The digital transformation of Industrial Control Systems (ICSs) within the Industry 4.0 paradigm is essential for industrial organizations to remain competitive, while cybersecurity is an enabler. However, security measures, often implemented late in the engineering process, lead to costly and complicated implementations. Thus, this article is concerned with the “security by design” principle in ICSs and facilitates compliance with ICS security standards, which can be legally mandated for some critical systems or adopted by asset owners to protect their assets. Current methods for compliance demand manual efforts from security experts, making the compliance process time-consuming and costly.

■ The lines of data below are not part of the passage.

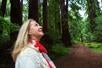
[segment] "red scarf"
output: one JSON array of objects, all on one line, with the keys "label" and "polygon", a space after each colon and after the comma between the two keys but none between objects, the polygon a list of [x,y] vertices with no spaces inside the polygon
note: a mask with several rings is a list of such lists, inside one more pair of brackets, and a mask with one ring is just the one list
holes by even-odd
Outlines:
[{"label": "red scarf", "polygon": [[[33,43],[32,41],[30,41],[31,43]],[[42,53],[48,53],[46,48],[43,46],[43,44],[41,44],[39,41],[36,41],[36,44],[34,45],[34,47],[38,47],[39,48],[39,51]],[[43,55],[43,53],[42,53]],[[47,61],[48,65],[50,68],[52,68],[52,65],[49,63],[49,61],[45,58],[45,60]]]},{"label": "red scarf", "polygon": [[46,48],[39,41],[36,41],[35,47],[38,47],[40,52],[48,53]]},{"label": "red scarf", "polygon": [[[39,51],[40,51],[41,53],[42,53],[42,52],[48,53],[47,50],[46,50],[46,48],[45,48],[39,41],[36,42],[35,47],[38,47],[38,48],[39,48]],[[43,55],[43,53],[42,53],[42,55]],[[45,58],[45,60],[47,61],[49,67],[52,68],[52,65],[49,63],[49,61],[48,61],[46,58]]]}]

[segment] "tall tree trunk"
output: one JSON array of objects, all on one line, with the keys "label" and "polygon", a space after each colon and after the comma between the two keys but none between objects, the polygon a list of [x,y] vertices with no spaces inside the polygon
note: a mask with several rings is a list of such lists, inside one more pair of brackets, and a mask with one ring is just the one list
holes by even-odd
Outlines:
[{"label": "tall tree trunk", "polygon": [[6,12],[6,3],[7,3],[7,0],[2,0],[2,4],[0,7],[0,15],[3,17],[4,17],[5,12]]},{"label": "tall tree trunk", "polygon": [[94,28],[96,27],[95,24],[95,18],[97,17],[97,14],[99,14],[99,5],[97,0],[87,0],[88,5],[88,18],[90,22],[90,29],[91,32],[94,32]]},{"label": "tall tree trunk", "polygon": [[10,0],[10,2],[11,2],[11,12],[10,12],[11,22],[21,25],[23,0]]},{"label": "tall tree trunk", "polygon": [[71,37],[68,26],[68,1],[60,0],[60,8],[61,8],[62,41],[65,44],[65,46],[71,46]]},{"label": "tall tree trunk", "polygon": [[[10,0],[11,11],[10,20],[12,23],[16,23],[19,26],[22,24],[22,5],[23,0]],[[10,33],[10,45],[13,45],[17,38],[18,31],[13,31]]]},{"label": "tall tree trunk", "polygon": [[28,18],[32,18],[38,22],[38,0],[29,0]]},{"label": "tall tree trunk", "polygon": [[48,31],[48,9],[47,9],[47,0],[43,0],[43,29],[44,32]]}]

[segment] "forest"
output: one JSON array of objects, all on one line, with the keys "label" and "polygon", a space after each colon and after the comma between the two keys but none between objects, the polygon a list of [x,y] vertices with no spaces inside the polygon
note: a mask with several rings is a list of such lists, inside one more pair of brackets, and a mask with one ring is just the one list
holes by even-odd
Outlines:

To address this, we propose a framework for leveraging large language models (LLMs) combined with knowledge graphs to automate the interpretation of security requirements and system architecture as two main elements of the design phase. Our knowledge graph-augmented LLM framework converts system architectures into human natural language, enhancing the automation of various security analyses, especially those that need to handle textual requirements. The framework enables validating applicable security requirements provided by IEC 62443-3-3 (a widely-used ICS security standard) concerning system designs through a question-and-answer interface. To evaluate the framework, various questions with reference responses from human experts were prepared in the context of a use case, and the quality of the LLMs' responses was measured across various metrics. Moreover, we compared the framework with a baseline approach based on formal queries. The results show that the proposed framework effectively automates security tasks and offers a user-friendly interface accessible to nonexperts.